The Countdown
My dad had done it. The hardest part was over, the ship was launched and Adam was on his way home.
But my dad . . .
I clamped my eyes shut. I can’t do this now, I told myself as I checked the clock. Less than an hour until the M’alue launch their attack.
We’re running out of time.
I didn’t know the whole story, only that it had been Molly who’d exposed my dad after she’d pulled a gun on them and he’d hit her with a fire extinguisher. Griffin and Thom had caught up with them shortly afterward, and now everyone was here as my dad’s ship cruised away.
If we’d had more time, I would’ve asked to hear everything, but instead, we had to finish this thing.
“You all need to leave,” I said, turning to face them.
Simon scowled. “What are you saying?”
“I’m saying, get as far away from here as possible.”
“What about you?” I was surprised to find Griffin’s big brown eyes pooled with worry. It wasn’t like her.
I tried to explain. “This isn’t about me. We don’t have the security code we need.” I held up Dr. Clarke’s key card as I looked around at their faces, people who’d become my friends . . . and Agent Truman. “But even if we did, someone would have to give up their codes, and no one with that level clearance is gonna cooperate willingly. We’re running short on options. But, look . . .” I showed my hands as threads of electricity sparked between them. “Whatever this is, I can use it. I can bypass their security and blow this place sky-freaking-high. And trust me, you won’t wanna be anywhere near here when I do.” I grinned, but no one was smiling back at me.
Tyler shook his head. “No way. I’m not leaving you,” he insisted.
Not to be outdone, Simon stepped up. “Me neither.”
But they weren’t getting it. “Look, guys. This isn’t some Feats of Strength contest where you win the girl in the end.
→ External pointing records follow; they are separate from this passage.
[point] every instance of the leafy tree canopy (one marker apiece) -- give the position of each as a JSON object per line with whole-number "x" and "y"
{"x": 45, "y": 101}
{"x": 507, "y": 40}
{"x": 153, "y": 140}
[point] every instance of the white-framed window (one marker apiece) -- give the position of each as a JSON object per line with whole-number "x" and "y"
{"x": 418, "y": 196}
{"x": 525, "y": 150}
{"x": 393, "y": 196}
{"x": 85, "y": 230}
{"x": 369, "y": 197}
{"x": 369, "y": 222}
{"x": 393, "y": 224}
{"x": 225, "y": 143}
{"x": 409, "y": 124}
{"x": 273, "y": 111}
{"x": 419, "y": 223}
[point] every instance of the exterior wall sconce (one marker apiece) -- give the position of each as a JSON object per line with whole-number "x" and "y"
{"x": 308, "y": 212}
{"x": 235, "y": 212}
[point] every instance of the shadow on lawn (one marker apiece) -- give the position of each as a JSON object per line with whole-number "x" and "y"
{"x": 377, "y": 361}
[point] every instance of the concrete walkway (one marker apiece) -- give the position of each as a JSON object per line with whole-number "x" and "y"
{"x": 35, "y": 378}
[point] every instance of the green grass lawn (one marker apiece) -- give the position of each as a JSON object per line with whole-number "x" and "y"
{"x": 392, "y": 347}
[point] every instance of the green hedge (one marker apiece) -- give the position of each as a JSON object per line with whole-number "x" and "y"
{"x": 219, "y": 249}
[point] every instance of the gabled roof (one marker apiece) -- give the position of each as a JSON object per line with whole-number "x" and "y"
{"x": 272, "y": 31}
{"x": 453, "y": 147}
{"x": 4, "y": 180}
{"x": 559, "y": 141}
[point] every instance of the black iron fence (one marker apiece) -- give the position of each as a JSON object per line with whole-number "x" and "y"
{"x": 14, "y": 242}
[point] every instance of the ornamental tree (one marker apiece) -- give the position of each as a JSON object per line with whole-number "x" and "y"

There’s no prize for being the bigger hero.” I made a face at them. “Think about what you’re saying. Staying means you don’t walk out of here, and neither of you gets the girl. Or any girl, ever. Don’t be stupid, I don’t need your help.”
But Tyler wasn’t buying it. I knew as much because I heard it from him. The thing was, though, I only had to convince him to go—he didn’t need to understand why.
I glared at both of them. “If I’m being honest, your being here is a distraction, and the last thing I need is to be distracted. I said this isn’t about me, but the truth is, it isn’t about any of us. We need to stop this whole thing from happening. We need to convince the M’alue we’re no threat, and the only way to do that is to blow these ships up. I can’t do that with you two breathing down my neck.” Silently I begged each of them to trust me on this. I couldn’t let myself think about the part where this would be the last time I’d ever see them—any of them—again. “Please, if you care about me at all, just get away from here.”
Tyler gave in first, probably because he was inside my head and could sense how serious I was and how hard this was for me. But that didn’t mean he was okay with it, I knew that too.
His only outward answer was a silent nod.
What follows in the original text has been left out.